Disability support worker Amanda Hodgkins says a “staffing crisis” at Community Living Essex County in southwestern Ontario has her “pretty close” to her breaking point.
In June 2022, Hodgkins said, she worked 35 hours straight at her designated group home as there were no other staff members who could relieve her. She said she was given no notice that she’d be required to work multiple consecutive shifts, and she missed out on her children’s end-of-year soccer tournament.
“We have a passion to create change in the lives of people we support, but we are not being acknowledged or appreciated, and we don’t have that work-life balance,” she said.
“We’re working 50, 60, 70 hours a week just to earn a livable wage.”
Throughout her work day, Hodgkins helps people with mental, developmental or learning disabilities manage their medications, develop relationships and take part in community activities.
Hodgkins said it’s not uncommon for her and her colleagues to work multiple shifts in a row, as there might not be any replacements for staff who call in sick. When no additional staff are available, she said, their workload significantly increases.
CUPE Local 3137, which represents workers at Community Living Essex County, is currently in bargaining to secure a new contract.

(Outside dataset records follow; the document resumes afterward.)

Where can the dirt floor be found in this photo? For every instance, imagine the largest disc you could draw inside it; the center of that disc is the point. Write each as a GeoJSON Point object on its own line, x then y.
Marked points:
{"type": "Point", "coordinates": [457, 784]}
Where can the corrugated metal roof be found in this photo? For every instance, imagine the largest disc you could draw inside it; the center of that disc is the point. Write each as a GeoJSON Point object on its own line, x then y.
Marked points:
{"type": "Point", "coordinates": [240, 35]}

Local president Paul Brennan told CBC News that staff working long hours is a “persistent” issue they’re looking to address.
“You might not have brought any toiletries and found out you’re stuck for the night. You might be working at a location that is a little further out and you don’t have enough meals to carry you to the next, so yeah, [working long hours] is very disruptive in our members’ lives,” said Brennan.
Karen Bolger, Community Living Essex County’s executive director, told CBC News that Hodgkins working 35 hours straight is “totally against what we do.”
“We don’t want that to happen. We feel horrible that it did happen to that employee. We don’t find it’s safe or it’s good for anybody.”
She added that at the time, several of their homes had been in COVID-19 outbreaks, which might be why some staff were unable to come in to work.
Bolger said they have on-call employees who can fill in and the organization is looking to “beef up” that list.
During the pandemic, Bolger said, quite a few staff members left the organization. Since then, it has been difficult to hire new people, she added.
She said her organization has “dedicated substantial human and financial resources to recruiting new employees.” However, she added that recruitment “is a significant issue for developmental service organizations across the province.”
Bolger said Community Living Essex County has about 640 unionized direct support workers who help care for about 700 people with developmental disabilities.
Bolger said the organization is mostly funded through Ontario’s Ministry of Children, Community and Social Services, which provided them with $38.7 million for their 2023-2024 budget.
She also said there hasn’t been a base funding increase since 2008, and her organization and others under Community Living Ontario are calling for a five per cent base budget increase to help with inflating operational costs.
Getting this additional funding, said Bolger, would then allow the organization to allocate more money to wages.
In an email to CBC News on Monday, the ministry said it recognizes “the concerns of the sector and the impact on workers, and we acknowledge that these challenges can impact the support provided to those who depend on our services.”
For 2023-2024, the government said it is investing $3.4 billion in developmental services, an increase of $841 million over 2018-2019.
It said it’s also working to help the sector with recruitment and retention strategies.
Workers without a contract for nearly a year
Community Living Essex County has been without a contract since March.
Bolger said the earliest the union could meet was five months after the contract had expired.
She didn’t want to get into the specifics of the contract, but said bargaining is going well and she’s set to meet with the union again later this month.
Local 3137 told CBC News that higher wages and staff getting stuck at work are two main bargaining issues.
According to Brennan, the collective agreement doesn’t allow workers to collect overtime unless they’ve been put in more than 14 consecutive hours.
He said he hopes to have a contract by the end of the month.